With the publication of the timetable for scrapping the remaining curbs and statutory guidance that shops must follow, retailers can now see light at the end of what has been a very long tunnel.
If there is anything the last twenty-four months has taught us, it is that nothing is certain, and everything can change in a heartbeat.
Few could have predicted the massive upheaval in retail that took place. Grocers’ shelves were stripped bare. Major high street brands crumbled into administration. The taxpayer temporarily became paymaster to a third of the retail workforce.
Yet despite this turbulence, the industry and all its people did a magnificent job keeping us supplied with the goods and groceries we needed. Despite the tumult, it is possible to discern some trends that will likely stick. Three big ones are online shopping, sustainability, and prices.
Over the past decade the proportion of purchases made online rose steadily. Pre-pandemic online purchases accounted for 30 per cent of non-food retail sales. At the height of lockdown this doubled before settling back to 40% – five years growth in just two years.
It’s a touch early to be definitive, however the pandemic appears to have cemented existing gains and accelerated previous changes in consumer behaviour. This in turn is changing the role of stores and high streets, which must find new ways of drawing in customers. Meanwhile, many retailers invested hugely in expanding their online capacity for customers.
Experiential retail, in hibernation for two years, now has a chance to come out of its shell. Likewise, the integration of online and in-store retail will continue. Every time a customer browses online and buys in-store or browses in-store before purchasing on their phone, they prove the importance of all channels – and the way they knit together. They are no longer separate, in effect two sides of the same coin.
COP26 has passed but the sustainability agenda is here to stay. Four in five of us say we are changing our purchase preferences based on the sustainability of products we buy. Many are drawn to items with minimal plastic packaging, sourced using sustainable materials, or containing high recycled content. But good choices are still being held back by a lack of information and transparency surrounding the origin or contents of many products.

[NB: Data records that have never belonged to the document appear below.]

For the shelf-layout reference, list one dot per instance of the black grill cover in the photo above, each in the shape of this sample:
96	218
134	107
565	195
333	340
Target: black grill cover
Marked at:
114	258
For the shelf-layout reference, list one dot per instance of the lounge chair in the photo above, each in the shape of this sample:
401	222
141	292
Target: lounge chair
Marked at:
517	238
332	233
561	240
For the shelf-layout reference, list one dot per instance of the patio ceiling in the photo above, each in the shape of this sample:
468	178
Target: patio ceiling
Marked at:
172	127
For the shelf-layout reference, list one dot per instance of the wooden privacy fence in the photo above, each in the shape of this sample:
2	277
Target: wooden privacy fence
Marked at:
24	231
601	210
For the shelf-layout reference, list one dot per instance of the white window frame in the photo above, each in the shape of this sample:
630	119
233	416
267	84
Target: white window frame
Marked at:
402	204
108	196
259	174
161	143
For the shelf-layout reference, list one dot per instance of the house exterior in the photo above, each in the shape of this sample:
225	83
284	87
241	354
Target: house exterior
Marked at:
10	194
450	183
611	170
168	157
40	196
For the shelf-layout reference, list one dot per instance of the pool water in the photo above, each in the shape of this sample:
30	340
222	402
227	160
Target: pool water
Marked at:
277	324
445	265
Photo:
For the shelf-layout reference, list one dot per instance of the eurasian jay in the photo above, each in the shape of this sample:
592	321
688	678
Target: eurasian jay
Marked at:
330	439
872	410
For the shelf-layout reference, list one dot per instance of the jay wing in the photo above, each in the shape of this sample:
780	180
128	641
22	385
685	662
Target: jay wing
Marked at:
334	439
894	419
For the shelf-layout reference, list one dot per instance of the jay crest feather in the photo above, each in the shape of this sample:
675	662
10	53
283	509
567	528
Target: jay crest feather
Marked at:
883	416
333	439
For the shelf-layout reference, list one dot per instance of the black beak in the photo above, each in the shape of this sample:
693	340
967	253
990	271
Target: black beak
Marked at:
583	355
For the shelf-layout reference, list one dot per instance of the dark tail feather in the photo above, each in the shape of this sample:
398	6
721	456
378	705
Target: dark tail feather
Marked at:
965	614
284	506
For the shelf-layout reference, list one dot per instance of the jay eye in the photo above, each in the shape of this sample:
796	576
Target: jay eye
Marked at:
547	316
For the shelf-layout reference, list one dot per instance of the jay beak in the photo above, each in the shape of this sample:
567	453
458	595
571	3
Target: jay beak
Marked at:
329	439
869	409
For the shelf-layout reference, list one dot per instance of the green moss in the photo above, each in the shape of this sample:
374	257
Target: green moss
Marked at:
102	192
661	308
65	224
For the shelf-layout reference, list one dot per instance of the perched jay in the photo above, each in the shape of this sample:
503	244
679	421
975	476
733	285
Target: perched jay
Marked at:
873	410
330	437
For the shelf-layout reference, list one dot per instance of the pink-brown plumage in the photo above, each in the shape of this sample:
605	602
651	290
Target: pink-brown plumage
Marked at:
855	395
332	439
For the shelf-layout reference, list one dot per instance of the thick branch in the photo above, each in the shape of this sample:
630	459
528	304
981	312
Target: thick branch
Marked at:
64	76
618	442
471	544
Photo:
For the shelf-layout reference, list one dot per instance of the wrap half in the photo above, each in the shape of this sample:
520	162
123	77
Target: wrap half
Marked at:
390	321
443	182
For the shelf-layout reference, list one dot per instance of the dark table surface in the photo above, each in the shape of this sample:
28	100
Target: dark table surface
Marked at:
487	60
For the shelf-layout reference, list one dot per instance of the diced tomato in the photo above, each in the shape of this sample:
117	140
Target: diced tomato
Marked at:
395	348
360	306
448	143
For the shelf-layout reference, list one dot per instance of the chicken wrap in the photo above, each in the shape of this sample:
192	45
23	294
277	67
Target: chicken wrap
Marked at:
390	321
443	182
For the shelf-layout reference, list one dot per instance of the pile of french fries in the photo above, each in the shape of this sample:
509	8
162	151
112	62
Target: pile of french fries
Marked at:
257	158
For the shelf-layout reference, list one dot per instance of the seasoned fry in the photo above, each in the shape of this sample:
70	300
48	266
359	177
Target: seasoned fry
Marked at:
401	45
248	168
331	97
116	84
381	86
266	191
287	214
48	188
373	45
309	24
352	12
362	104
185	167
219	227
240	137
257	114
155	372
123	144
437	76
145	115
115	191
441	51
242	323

Businesses have a fantastic opportunity to fill this information void, as well as a duty to help nudge us all into making better choices. To aid that we’ve produced a guide for retailers on helping customers to live low-carbon lifestyles, to help build momentum within the industry. Eighty leading retailers are participating in our climate action roadmap. More need to get involved and drive change in their own businesses, with suppliers and customers.
While the rise of digitalisation and drive towards green business and consumerism represent positive changes in the convenience and sustainability of retail, the trend towards rising prices has few winners.
A multitude of pressures are pushing up costs – labour shortages in seasonal farm work and logistics, rising global commodity and shipping prices, and energy. Geo-political tensions in eastern Europe will exacerbate the problem. Extra government taxes add to the woes. Ultimately it is customers who pick up the tab. Retailers’ margins are squeezed, and they are unable to absorb all these new costs.
Hopefully the next two years will be less rocky, but there will be change. We will see a more tech-engaged, consumer-friendly, and sustainable retail sector, but it could well be a more expensive one.
David Lonsdale is director of Scottish Retail Consortium.